Solder the capacitor lead in place, and solder the other lead on top of the tone pot casing.
That's the control plate done and dusted! Your pickups get connected to the middle terminal of the volume controls - neck pickup to the first volume middle terminal and the bridge pickup to the second volume control middle terminal.
Don't forget to ground your pickups - normally to the back of each respective volume pot. The ground wire coming from the bridge gets grounded to the back of the pot casing as well.
Time to reassemble your bass and plug in the amp! That's how to wire a Fender Jazz bass.

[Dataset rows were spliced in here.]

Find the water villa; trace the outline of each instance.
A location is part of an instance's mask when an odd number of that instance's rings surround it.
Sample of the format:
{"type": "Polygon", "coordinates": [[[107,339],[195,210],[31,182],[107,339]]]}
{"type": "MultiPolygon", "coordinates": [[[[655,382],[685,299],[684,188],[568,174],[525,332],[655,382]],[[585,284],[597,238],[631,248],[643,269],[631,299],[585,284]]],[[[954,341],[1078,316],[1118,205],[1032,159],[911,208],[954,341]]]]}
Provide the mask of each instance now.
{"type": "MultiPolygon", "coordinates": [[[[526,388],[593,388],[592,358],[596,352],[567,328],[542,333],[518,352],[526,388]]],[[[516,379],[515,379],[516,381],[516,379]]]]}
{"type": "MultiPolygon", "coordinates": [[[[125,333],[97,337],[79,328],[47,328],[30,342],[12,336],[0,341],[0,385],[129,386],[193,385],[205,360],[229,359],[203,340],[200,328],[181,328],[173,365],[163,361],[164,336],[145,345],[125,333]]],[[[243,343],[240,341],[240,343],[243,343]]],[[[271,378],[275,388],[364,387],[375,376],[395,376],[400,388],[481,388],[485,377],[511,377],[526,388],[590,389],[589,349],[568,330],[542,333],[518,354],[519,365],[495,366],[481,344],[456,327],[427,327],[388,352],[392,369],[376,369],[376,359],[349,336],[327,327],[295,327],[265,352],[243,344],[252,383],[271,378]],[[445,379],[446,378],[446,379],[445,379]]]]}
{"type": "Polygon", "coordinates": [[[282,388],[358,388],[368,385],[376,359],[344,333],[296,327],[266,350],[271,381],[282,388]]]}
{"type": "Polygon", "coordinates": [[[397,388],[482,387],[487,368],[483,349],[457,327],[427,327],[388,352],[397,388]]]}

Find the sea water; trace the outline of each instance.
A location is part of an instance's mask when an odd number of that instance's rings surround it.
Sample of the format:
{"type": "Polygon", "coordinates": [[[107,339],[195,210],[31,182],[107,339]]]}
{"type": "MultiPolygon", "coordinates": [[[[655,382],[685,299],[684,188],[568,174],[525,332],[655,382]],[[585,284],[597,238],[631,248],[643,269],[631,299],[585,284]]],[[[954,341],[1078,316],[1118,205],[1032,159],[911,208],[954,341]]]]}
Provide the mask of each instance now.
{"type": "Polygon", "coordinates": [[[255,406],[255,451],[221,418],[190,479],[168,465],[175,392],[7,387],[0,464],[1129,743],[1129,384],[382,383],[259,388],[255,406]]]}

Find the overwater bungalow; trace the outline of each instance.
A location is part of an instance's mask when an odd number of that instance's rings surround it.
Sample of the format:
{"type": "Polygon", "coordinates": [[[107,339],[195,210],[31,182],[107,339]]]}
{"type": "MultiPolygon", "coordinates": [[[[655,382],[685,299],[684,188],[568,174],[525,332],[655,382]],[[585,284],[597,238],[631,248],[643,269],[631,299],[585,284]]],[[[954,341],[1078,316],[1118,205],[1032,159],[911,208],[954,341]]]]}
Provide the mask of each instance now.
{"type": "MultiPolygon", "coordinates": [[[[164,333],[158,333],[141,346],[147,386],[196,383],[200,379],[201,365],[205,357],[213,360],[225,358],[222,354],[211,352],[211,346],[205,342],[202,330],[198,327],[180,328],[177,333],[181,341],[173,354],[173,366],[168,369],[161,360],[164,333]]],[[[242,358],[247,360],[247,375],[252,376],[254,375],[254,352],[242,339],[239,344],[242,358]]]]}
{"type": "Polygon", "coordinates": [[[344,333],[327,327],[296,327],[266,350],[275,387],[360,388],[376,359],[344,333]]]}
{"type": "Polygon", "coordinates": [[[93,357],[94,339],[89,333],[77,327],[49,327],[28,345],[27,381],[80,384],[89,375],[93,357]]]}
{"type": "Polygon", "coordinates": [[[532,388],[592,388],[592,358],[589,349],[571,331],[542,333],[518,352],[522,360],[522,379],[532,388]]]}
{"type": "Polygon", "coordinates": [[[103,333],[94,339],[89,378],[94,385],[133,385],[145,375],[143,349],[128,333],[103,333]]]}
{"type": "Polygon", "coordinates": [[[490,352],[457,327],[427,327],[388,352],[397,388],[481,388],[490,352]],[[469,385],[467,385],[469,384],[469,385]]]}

This loaded control plate is available from our prewired harness range.
There are further options and those who want a taste of the wild side can try adding a push pull volume pot which acts as a series/parallel switch for your pickups. In standard jazz bass wiring, the pickups are in parallel with each other, whereas once they are put in series with each other, the overall output and mid-range increases offering a fuller, fatter tone.